Later, at the University of Michigan football stadium before a fiercely partisan cheering crowd of over 80,000 (his second BIGGEST audience since the inauguration speech), President Barack Obama delivered yet another of his exquisitely crafted addresses, offering a vision of a unified, morally rejuvenated America to graduating students. With a lengthy list of banned items that included umbrellas, I looked out at the rain, lightning and sodden bus queues at 6am envisioning 20,000 parents shivering naked in the football stadium screaming “No we can’t”. The Class of 2010 – and an army of parents, including this correspondent – survived the security checks and long wait, dignity somewhat intact, peering at each other through clear plastic garbage bags, the only available protection.

Here we were, white trash and brown, with a singular purpose. The president set out his stall clearly, speaking about the need for democratic participation and the importance of divergent streams of thought. We applauded. It is just this sort of inclusivity and unquenchable thirst for answers that has made this country great. It has placed a man on the moon as well as given us The Attack of the Killer Tomatoes.

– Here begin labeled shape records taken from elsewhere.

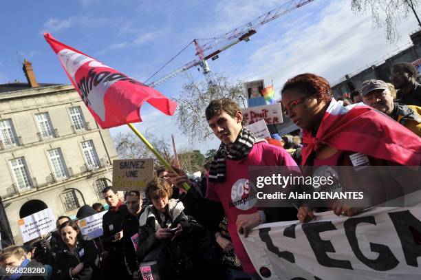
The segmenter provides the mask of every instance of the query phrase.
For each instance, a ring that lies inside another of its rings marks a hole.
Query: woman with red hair
[[[418,136],[369,107],[344,107],[323,77],[306,73],[288,80],[281,102],[285,115],[301,129],[302,165],[312,166],[313,175],[338,172],[332,167],[337,166],[420,165]],[[331,207],[338,215],[352,216],[363,210],[342,200]],[[314,218],[313,212],[303,205],[297,217],[308,222]]]

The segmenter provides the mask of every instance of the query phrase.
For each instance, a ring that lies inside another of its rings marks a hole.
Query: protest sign
[[[102,236],[102,216],[106,213],[107,211],[100,212],[79,220],[82,235],[87,235],[91,239]]]
[[[116,160],[113,161],[113,189],[143,191],[153,179],[153,160]]]
[[[282,122],[281,103],[241,109],[245,125],[251,125],[260,120],[265,120],[266,125]]]
[[[249,107],[266,105],[266,100],[261,92],[265,88],[264,80],[244,83],[244,87],[246,88],[247,103]]]
[[[260,120],[251,125],[248,125],[246,128],[253,133],[255,137],[257,138],[267,138],[270,137],[269,130],[265,120]]]
[[[352,217],[324,212],[307,224],[262,224],[241,238],[265,279],[419,279],[420,206]]]
[[[18,220],[18,224],[25,243],[55,230],[56,217],[47,208]]]

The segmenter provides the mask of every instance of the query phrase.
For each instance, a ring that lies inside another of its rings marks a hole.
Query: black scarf
[[[210,162],[209,182],[214,183],[224,182],[226,159],[239,160],[247,157],[255,142],[256,138],[253,134],[247,129],[243,128],[230,147],[228,148],[225,144],[221,143],[218,152]]]

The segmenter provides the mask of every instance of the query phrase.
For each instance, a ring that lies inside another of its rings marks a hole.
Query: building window
[[[72,118],[74,130],[75,131],[86,130],[86,122],[85,122],[80,107],[72,107],[69,109],[69,111],[70,111],[70,118]]]
[[[48,151],[48,158],[52,168],[53,175],[56,180],[63,180],[69,177],[66,164],[63,158],[61,150],[54,149]]]
[[[94,169],[100,167],[100,162],[96,155],[94,142],[92,140],[85,141],[83,142],[81,144],[88,168]]]
[[[100,200],[103,198],[102,190],[107,186],[108,182],[107,182],[107,179],[100,178],[95,180],[95,184],[94,184],[94,190]]]
[[[66,211],[79,208],[79,202],[74,190],[69,190],[63,193],[61,197]]]
[[[26,168],[25,159],[19,158],[10,160],[10,166],[13,173],[16,191],[21,191],[31,189],[31,180]]]
[[[12,119],[0,120],[0,137],[3,149],[19,146],[19,141],[12,123]]]
[[[54,131],[48,113],[37,114],[35,115],[35,118],[39,129],[40,140],[54,137]]]

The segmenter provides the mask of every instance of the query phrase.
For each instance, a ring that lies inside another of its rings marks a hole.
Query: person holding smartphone
[[[164,179],[155,177],[145,191],[152,202],[140,215],[138,259],[140,263],[158,246],[169,254],[171,279],[197,279],[210,275],[201,252],[199,240],[205,229],[184,213],[184,206],[171,197],[173,188]]]

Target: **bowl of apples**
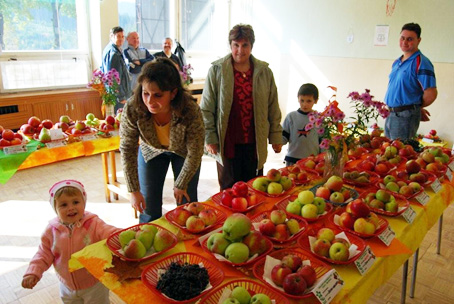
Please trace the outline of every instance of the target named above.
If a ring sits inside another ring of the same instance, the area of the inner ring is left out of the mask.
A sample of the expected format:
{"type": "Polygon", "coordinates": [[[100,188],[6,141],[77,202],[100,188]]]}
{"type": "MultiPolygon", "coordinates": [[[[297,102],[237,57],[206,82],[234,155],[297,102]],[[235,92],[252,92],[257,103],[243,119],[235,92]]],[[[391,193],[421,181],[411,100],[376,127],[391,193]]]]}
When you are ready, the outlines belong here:
{"type": "Polygon", "coordinates": [[[403,196],[385,189],[369,190],[359,196],[372,212],[386,215],[399,216],[410,207],[410,202],[403,196]]]}
{"type": "Polygon", "coordinates": [[[256,192],[268,197],[281,197],[293,190],[295,184],[292,179],[282,176],[277,169],[270,169],[266,176],[258,176],[247,182],[256,192]]]}
{"type": "Polygon", "coordinates": [[[242,213],[233,213],[221,228],[199,238],[206,252],[231,266],[251,265],[273,249],[273,243],[242,213]]]}
{"type": "Polygon", "coordinates": [[[273,243],[289,243],[296,241],[307,229],[307,222],[302,218],[290,218],[283,210],[265,211],[252,219],[255,230],[262,233],[273,243]]]}
{"type": "Polygon", "coordinates": [[[315,197],[309,190],[287,196],[275,206],[277,209],[284,210],[289,217],[304,219],[308,223],[325,218],[333,210],[331,204],[321,197],[315,197]]]}
{"type": "Polygon", "coordinates": [[[211,200],[233,212],[246,213],[265,202],[265,197],[249,188],[245,182],[236,182],[232,188],[213,195],[211,200]]]}
{"type": "Polygon", "coordinates": [[[165,217],[170,223],[186,232],[200,234],[222,223],[226,215],[208,204],[192,202],[167,212],[165,217]]]}
{"type": "Polygon", "coordinates": [[[312,297],[316,285],[331,267],[301,248],[269,253],[253,267],[256,278],[294,300],[312,297]]]}
{"type": "Polygon", "coordinates": [[[298,244],[315,257],[339,265],[353,263],[366,248],[366,243],[360,237],[334,227],[313,230],[301,236],[298,244]]]}
{"type": "Polygon", "coordinates": [[[345,209],[337,210],[331,221],[340,229],[361,238],[378,236],[388,227],[388,221],[371,212],[361,198],[350,202],[345,209]]]}

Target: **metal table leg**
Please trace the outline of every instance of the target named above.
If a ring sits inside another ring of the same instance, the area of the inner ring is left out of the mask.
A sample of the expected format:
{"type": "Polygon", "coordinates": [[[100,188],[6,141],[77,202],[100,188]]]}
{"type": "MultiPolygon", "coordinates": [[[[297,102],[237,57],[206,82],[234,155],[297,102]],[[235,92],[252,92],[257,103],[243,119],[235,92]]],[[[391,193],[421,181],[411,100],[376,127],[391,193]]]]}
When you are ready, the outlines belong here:
{"type": "Polygon", "coordinates": [[[438,219],[438,240],[437,240],[437,254],[441,252],[441,232],[443,231],[443,213],[438,219]]]}
{"type": "Polygon", "coordinates": [[[404,263],[402,269],[402,294],[400,295],[400,303],[405,304],[405,297],[407,295],[407,274],[408,274],[408,260],[404,263]]]}
{"type": "Polygon", "coordinates": [[[416,285],[416,272],[418,271],[418,256],[419,248],[416,249],[415,254],[413,255],[413,271],[411,275],[411,285],[410,285],[410,298],[413,299],[415,296],[415,285],[416,285]]]}

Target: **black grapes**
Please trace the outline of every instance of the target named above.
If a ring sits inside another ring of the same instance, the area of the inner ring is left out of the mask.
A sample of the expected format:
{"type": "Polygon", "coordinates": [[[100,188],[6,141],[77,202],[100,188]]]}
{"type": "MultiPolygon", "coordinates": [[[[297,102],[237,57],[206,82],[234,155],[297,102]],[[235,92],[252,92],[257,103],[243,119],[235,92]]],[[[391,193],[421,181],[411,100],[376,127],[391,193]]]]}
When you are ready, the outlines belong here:
{"type": "Polygon", "coordinates": [[[208,285],[210,277],[205,268],[197,264],[171,263],[159,278],[156,289],[177,301],[198,296],[208,285]]]}

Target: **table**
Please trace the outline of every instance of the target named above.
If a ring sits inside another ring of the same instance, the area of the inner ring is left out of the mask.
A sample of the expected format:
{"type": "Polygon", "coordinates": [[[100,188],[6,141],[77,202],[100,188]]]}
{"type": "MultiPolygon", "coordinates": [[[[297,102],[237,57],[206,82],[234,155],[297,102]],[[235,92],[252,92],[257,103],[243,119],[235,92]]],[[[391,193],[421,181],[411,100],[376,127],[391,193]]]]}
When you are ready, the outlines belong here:
{"type": "MultiPolygon", "coordinates": [[[[299,187],[295,189],[295,192],[302,189],[303,187],[299,187]]],[[[333,266],[345,281],[345,285],[336,295],[332,303],[365,303],[373,292],[384,284],[411,257],[413,252],[419,247],[427,231],[437,222],[447,206],[454,201],[454,184],[450,181],[443,181],[442,190],[438,193],[434,193],[429,189],[426,189],[426,191],[430,200],[425,206],[413,201],[411,203],[411,207],[416,212],[416,217],[412,224],[408,224],[402,217],[387,218],[391,228],[396,233],[396,238],[389,247],[386,247],[377,238],[366,240],[366,243],[371,247],[377,259],[364,276],[361,276],[353,265],[333,266]]],[[[267,199],[265,204],[257,208],[257,210],[252,211],[253,214],[251,214],[251,217],[262,210],[270,209],[278,200],[279,198],[267,199]]],[[[214,204],[212,201],[208,201],[207,203],[214,204]]],[[[226,209],[223,210],[227,211],[226,209]]],[[[231,212],[226,213],[230,214],[231,212]]],[[[182,236],[181,232],[175,226],[168,223],[165,218],[160,218],[155,222],[180,237],[182,236]]],[[[218,262],[211,255],[201,250],[196,239],[181,240],[172,250],[163,256],[145,262],[145,264],[152,263],[164,256],[180,251],[197,252],[214,261],[224,270],[225,281],[245,275],[252,277],[250,272],[246,271],[245,274],[238,269],[218,262]]],[[[104,268],[111,267],[111,261],[112,253],[105,245],[105,241],[101,241],[73,254],[73,258],[70,261],[70,268],[76,270],[85,267],[127,303],[149,303],[151,298],[153,298],[153,303],[162,303],[140,280],[136,279],[120,283],[116,280],[114,274],[104,272],[104,268]]],[[[312,302],[316,303],[316,300],[312,299],[312,302]]],[[[293,301],[292,303],[299,302],[293,301]]],[[[304,303],[308,303],[307,300],[304,303]]]]}

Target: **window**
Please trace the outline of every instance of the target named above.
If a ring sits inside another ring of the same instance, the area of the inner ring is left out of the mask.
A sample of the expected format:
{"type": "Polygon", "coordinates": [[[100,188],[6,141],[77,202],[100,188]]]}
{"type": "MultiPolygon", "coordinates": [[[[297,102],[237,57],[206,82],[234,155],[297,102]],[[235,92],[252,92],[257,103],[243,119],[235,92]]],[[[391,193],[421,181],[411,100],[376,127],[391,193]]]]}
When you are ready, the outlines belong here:
{"type": "Polygon", "coordinates": [[[120,26],[137,31],[141,46],[161,51],[165,37],[181,43],[192,76],[204,78],[210,62],[228,52],[229,0],[118,0],[120,26]]]}
{"type": "Polygon", "coordinates": [[[1,92],[85,86],[84,0],[0,1],[1,92]]]}

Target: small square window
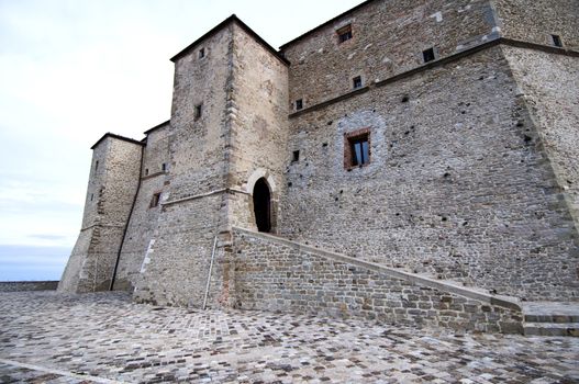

America is not all Land of the Free and Home of the Depraved, as Hollywood would have you believe. Despite its hard-boiled pretensions, New York is a city with heart and taste. Take the stately home museum built by Henry Frick now populated with some of the most memorable European classical and English romantic paintings from Rembrandt and Renoir to Turner and Gainsborough. The Frick Collection (www.frick.org) is a splendid warm-up act for the stately echoing corridors of The Metropolitan Museum of Art (www.metmuseum.org).

So when Arizona gubernatorial candidate Tim James came on the telly snarling about the indignity of allowing state driver license tests in 12 languages (“This is Alabama. We speak English. If you want to live here, learn it”), I shrugged. It was water off a duck’s back. That’s a state where tough new immigration laws mean if you don't have enough talcum powder on your face the police might pull you over. I wasn’t worried about Arizona. The Yanks will take it in their stride, as they always do.

After the humungous succulent pulled pork sandwich at the BB King Blues Club & Grill (www.bbkingblues.com) I pondered the recklessly proliferating inches along my very own Wild Waist. Oh for some dim sum and the comfort of a paltry 40 homicides. Hello Hong Kong. I’ve no idea if I still smell Sicilian.